Pertama, mempermainkan bulan Safar; entah dengan mempercepatnya atau menundanya. Mereka kadang menjadikan bulan Safar itu sebagai bulan pengganti dari bulan Muharam. Seperti yang disebutkan dalam firman Allah taala tentang mereka,
إِنَّمَا النَّسِيءُ زِيَادَةٌ فِي الْكُفْرِ يُضَلُّ بِهِ الَّذِينَ كَفَرُوا يُحِلُّونَهُ عَامًا وَيُحَرِّمُونَهُ عَامًا لِيُوَاطِئُوا عِدَّةَ مَا حَرَّمَ اللَّهُ فَيُحِلُّوا مَا حَرَّمَ اللَّهُ
“Sesungguhnya pengunduran (bulan haram) itu hanya menambah kekafiran. Orang-orang kafir disesatkan dengan (pengunduran) itu, mereka menghalalkannya suatu tahun dan mengharamkannya pada suatu tahun yang lain, agar mereka dapat menyesuaikan dengan bilangan yang diharamkan Allah, sekaligus mereka menghalalkan apa yang diharamkan Allah.” (Q.S. al-Taubah:37)

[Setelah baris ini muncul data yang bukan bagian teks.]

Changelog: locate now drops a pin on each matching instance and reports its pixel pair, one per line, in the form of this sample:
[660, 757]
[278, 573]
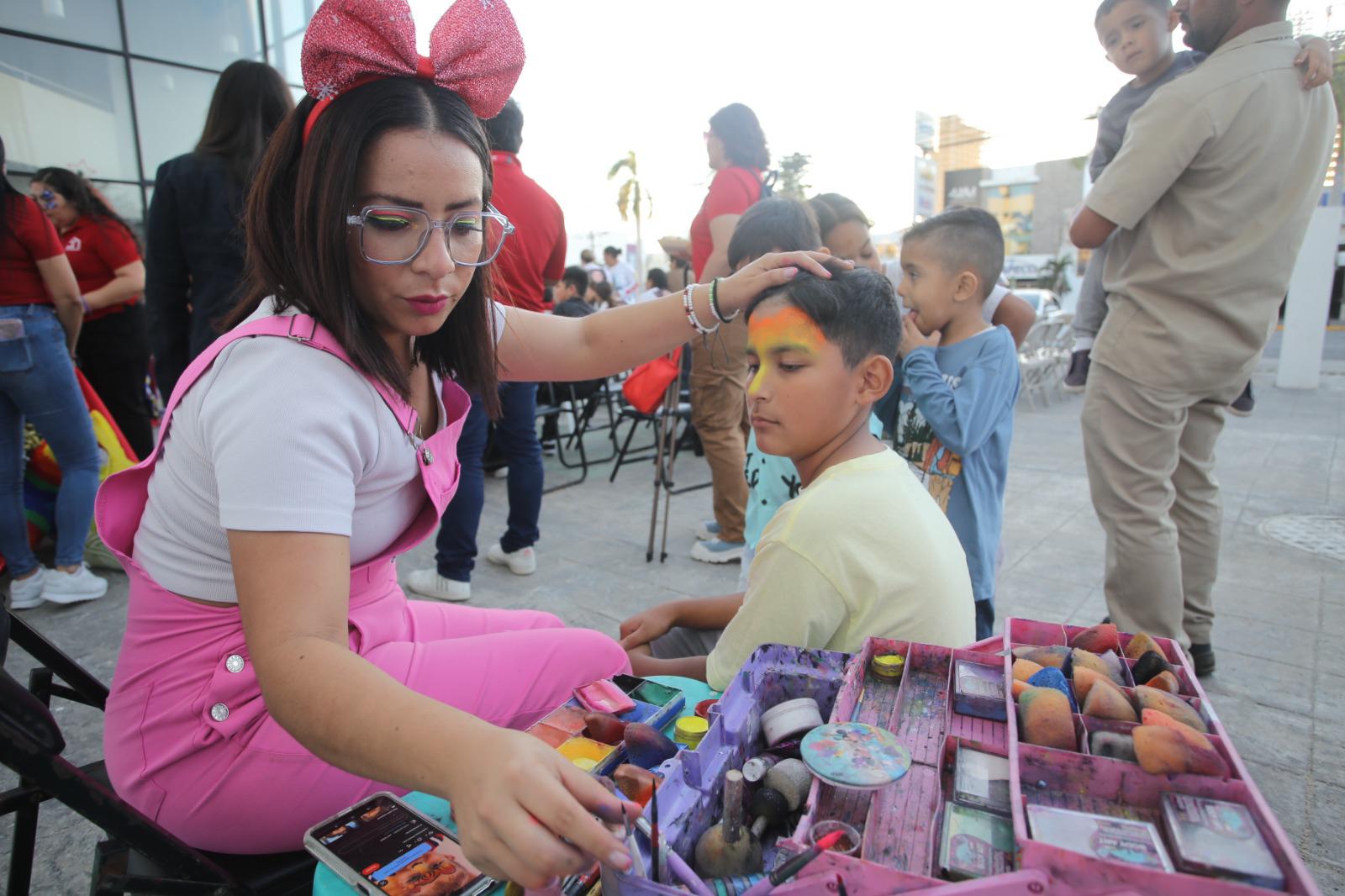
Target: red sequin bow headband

Kedua, orang-orang jahiliah dahulu menganggap dan meyakini bahwa bulan Safar itu merupakan bulan kesialan. Lalu datanglah Islam yang membantah keyakinan tercela tersebut.
Faedah Keempat:
Tidak boleh seseorang menganggap sial hari-hari di bulan Safar begitupun dengan malamnya, karena hal tersebut merupakan perkara jahiliah yang Islam datang membatalkannya. Disebutkan dalam hadis Nabi ṣallallāhu ‘alaihi wa sallam,
لَا عَدْوَى، وَلَا طِيَرَةَ، وَلَا هَامَةَ، وَلَا صَفَرَ
“Tidak ada ‘adwā (keyakinan adanya penularan penyakit dengan sendirinya dan bukan karena takdir Allah), tidak ada ṭiyarah (menganggap sial sesuatu hingga tidak jadi beramal), tidak ada hāmah (keyakinan jahiliah tentang reinkarnasi) dan tidak pula ṣafar (menganggap bulan Safar sebagai bulan sial atau keramat).”(3)
Faedah Kelima:
Perkataan Nabi ṣallallāhu ‘alaihi wa sallam, “lā ṣafara”, merupakan bulan Safar yang dikenal, dimana orang orang jahiliah dulu menganggapnya sial. Lalu Nabi ṣallallāhu ‘alaihi wa sallam kemudian membantah anggapan mereka, dimana Nabi menafikan anggapan mereka bahwa bulan Safar penuh dengan kesialan bahkan dia sama dengan zaman atau waktu-waktu yang lain, di dalamnya ada hal-hal baik yang ditakdirkan oleh Allah dan adapula hal-hal yang buruk(4).
Faedah Keenam:
Menganggap sial pernikahan, safar, pekerjaan dan acara-acara pribadi atau keluarga di bulan Safar, seperti berbagi makanan, kue dan lainnya merupakan khurafat yang dilarang oleh syariat.
Faedah Ketujuh:
Bulan Safar seperti dengan bulan yang lainnya bukan sebuah bulan yang buruk atau baik. Dia merupakan hari dan makhluk Allah yang kadang ada terjadi kebaikan di dalamnya kadang pula terjadi keburukan. Semua zaman dan waktu tidak memberikan pengaruh terhadap takdir Allah. Setiap urusan di dalamnya berada dalam genggaman Allah ‘azza wa jalla, tidak ada akan terjadi sesuatu kecuali dengan takdir atau kehendak Allah ‘azza wa jalla. Sebagaimana firman Allah ‘azza wa jalla dalam surah al-Taubah ayat 51,
قُلْ لَنْ يُصِيبَنَا إِلَّا مَا كَتَبَ اللهُ لَنَا هُوَ مَوْلَانَا وَعَلَى اللَّهِ فَلْيَتَوَكَّلِ الْمُؤْمِنُونَ
“Katakanlah (Muhammad), “Tidak akan menimpa kami melainkan apa yang telah ditetapkan Allah bagi kami. Dialah pelindung kami, dan hanya kepada Allah bertawakallah orang-orang yang beriman.”
Faedah Kedelapan:
Al-Ḥafīẓ Ibnu Rajab al-Hambalī raḥimahullāh berkata, “Adapun mengkhususkan anggapan sial pada suatu masa atau waktu tertentu seperti bulan Safar atau selainnya merupakan sesuatu yang keliru karena semuanya adalah makhluk Allah yang di dalamnya terjadi takdir-takdir dan perbuatan anak cucu Adam.”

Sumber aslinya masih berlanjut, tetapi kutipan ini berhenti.